Vincent adalah anak yang sensitif, sehingga ia merasa tidak berhak untuk menuntut sang ayah agar mengantarnya. Lagipula, mereka baru saja berjumpa semalam. Jadi, mana mungkin ayahnya mau mengantarnya ke sekolah.

"Habiskan sarapanmu, Sayang." Eudith berusaha mengalihkan pikiran puteranya. "Ingin Mami siapkan bekal?"

Vincent menggeleng dan tersenyum, "tidak apa-apa, Mom."

Eudith tak ingin memaksa puteranya. Tatapannya beralih pada lelaki yang sudah membuat mood anaknya dipagi hari memburuk. "Anda tidak sarapan, Pak?"

Menggeleng tegas. "Tidak. Olena akan membawa sarapan untukku. Aku pergi!"

Dalam hati, Eudith berdecih. Semalam saja dia terlihat hangat ketika di ranjang, namun diluar konteks tersebut Aeron adalah orang yang tak mampu dikenal siapapun. Ranjang memang dapat mengubah manusia jika sudah berurusan dengannya. Bisa dibuktikan dengan rasa nyeri di pinggangnya dan kewanitaannya hingga sekarang. Ia sendiri bahkan tak lagi mengingat berapa kali mencapai klimaks.

"Siapa Olena, Mom?" Suara mungil Vincent memecah lamunannya. Tepat, setelah Aeron pergi.

Eudith berdecak kesal mengingat semua kejadian semalam. Lalu, dirinya berujar ketus. "Calon ibu tirimu!"

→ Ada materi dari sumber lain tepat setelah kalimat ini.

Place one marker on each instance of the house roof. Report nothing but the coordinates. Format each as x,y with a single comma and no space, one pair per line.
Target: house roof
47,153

"Jasku ketinggalan," Aeron kembali tiba-tiba membuat Eudith langsung memukul mulutnya sendiri yang berbicara asal.

Apakah pria itu mendengarnya? Berharap tidak.

Sambil beranjak dan memakai jas, Aeron berkata pada Vincent setengah menyindir. "Sepertinya ibu tiri tidak buruk. Ya kan, Son? Apalagi jika dia cantik."

Dan Eudith berharap bisa mencekik lelaki itu hingga mati.